Mark Keel, the State Law Enforcement Division chief, voiced his opposition to Barfield’s bill during Wednesday’s hearing.

“We strongly believe that those officers in our schools, protecting our schools, should be fully certified officers,” Keel told the subcommittee. “I don’t think that this bill accomplishes the amount of training that should be given to an officer that is protecting our children.”

Patrick agreed.

“The proficiency needed to respond to these active shooter situations is not something that can be taught in two weeks,” he said. “We need to be more proactive in the way we respond to these situations. I think the School Resource Officer program is a great program. I don’t know that it necessarily fully addresses the problems we see in our schools relative to targeted violence.”

“We can do that with a very low cost by training stakeholders already existing in the school to identify threats, to assess that threat and to manage that threat,” Patrick continued. “Teachers can be trained to identify behaviors of individuals that are of concern.”

Contacted last week by The Nerve, Hubert Harrell, the Criminal Justice Academy’s director, explained that the differences between the classes of certification are based on the amount of training that is required. Class I officers – the typical full-time officers employed by police departments – receive 12 weeks of training.

The other state certification levels are as follows, according to Harrell:

  • Class II officers are jailers or those who work in detention settings.
  • Class III officers are limited-duty officers who work security at a courthouse or other public buildings. Those buildings are the limit of their arrest authority.
  • Class IV officers are tactical communication officers; Barfield’s bill would add school security officers to this category

“Two weeks is barely enough to teach a person,” Harrell told the subcommittee at Wednesday’s hearing. “I can’t even imagine the liability concerned with somebody that only has two weeks of training that’s carrying a firearm in a school.”

“Class I officers, in my opinion, is the way to go,” he continued. “We train them hard; we talk to them about active shooters; and they get all kinds of scenario training.”

The projected fiscal impact of Barfield’s bill has yet to be determined by the Office of State Budget, but the taxpayer costs likely would be in the millions. Harrell estimated the cost at about $2 million annually when asked by a subcommittee member, though he didn’t provide specifics.

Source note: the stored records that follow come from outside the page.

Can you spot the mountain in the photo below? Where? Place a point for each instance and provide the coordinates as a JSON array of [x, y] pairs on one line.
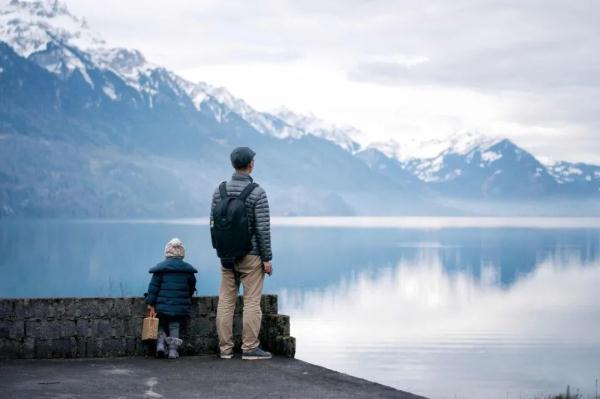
[[497, 169], [580, 178], [90, 130], [310, 124]]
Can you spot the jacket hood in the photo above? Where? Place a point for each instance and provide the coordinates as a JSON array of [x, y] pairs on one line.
[[173, 265]]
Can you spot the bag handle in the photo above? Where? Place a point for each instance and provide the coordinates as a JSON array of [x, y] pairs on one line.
[[246, 191]]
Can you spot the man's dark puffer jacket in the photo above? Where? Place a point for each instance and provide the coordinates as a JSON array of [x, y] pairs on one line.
[[171, 288], [257, 209]]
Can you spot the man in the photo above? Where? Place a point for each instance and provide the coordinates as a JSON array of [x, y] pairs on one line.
[[249, 270]]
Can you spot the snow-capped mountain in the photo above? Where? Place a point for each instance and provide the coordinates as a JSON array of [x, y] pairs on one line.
[[62, 43], [310, 124], [87, 129], [413, 148], [488, 168], [576, 177]]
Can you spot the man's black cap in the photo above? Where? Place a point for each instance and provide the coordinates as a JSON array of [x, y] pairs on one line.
[[241, 157]]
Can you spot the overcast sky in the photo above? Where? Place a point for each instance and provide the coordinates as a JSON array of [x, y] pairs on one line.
[[527, 70]]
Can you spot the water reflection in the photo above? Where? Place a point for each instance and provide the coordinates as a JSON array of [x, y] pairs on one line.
[[445, 335], [418, 303]]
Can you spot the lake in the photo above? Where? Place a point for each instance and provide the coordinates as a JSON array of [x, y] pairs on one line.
[[443, 307]]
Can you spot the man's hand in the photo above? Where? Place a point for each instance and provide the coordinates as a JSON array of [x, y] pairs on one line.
[[268, 267]]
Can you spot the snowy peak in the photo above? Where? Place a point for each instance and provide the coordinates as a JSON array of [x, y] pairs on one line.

The S.C. Law Enforcement Training Council, which governs the Criminal Justice Academy and is made up of an eleven-member board including the state attorney general, SLED chief and the S.C. Department of Corrections director, would determine the guidelines for the two-week training program under Barfield’s bill.

“I can’t tell them how to legislate,” Harrell told The Nerve. “All I can do is advise them. Everybody would like to get out of this as cheaply as possible. But we have learned from experience, from the things that have happened around the country, the officer has to be savvy. He has to have experience.”

Asked about other methods to protect schools, Harrell said there are several steps the state can take to prevent tragedies such as the one at Sandy Hook Elementary School.

“Making it more difficult to get to (school) building is one,” Harrell said. “All of our schools are on campus. Anybody can walk in and off the campus. Having a policeman on planning boards to look at (school) plans and see that certain safety factors are built in.”

“They’re going to all cost money, but we have to decide what to spend our money on,” he added.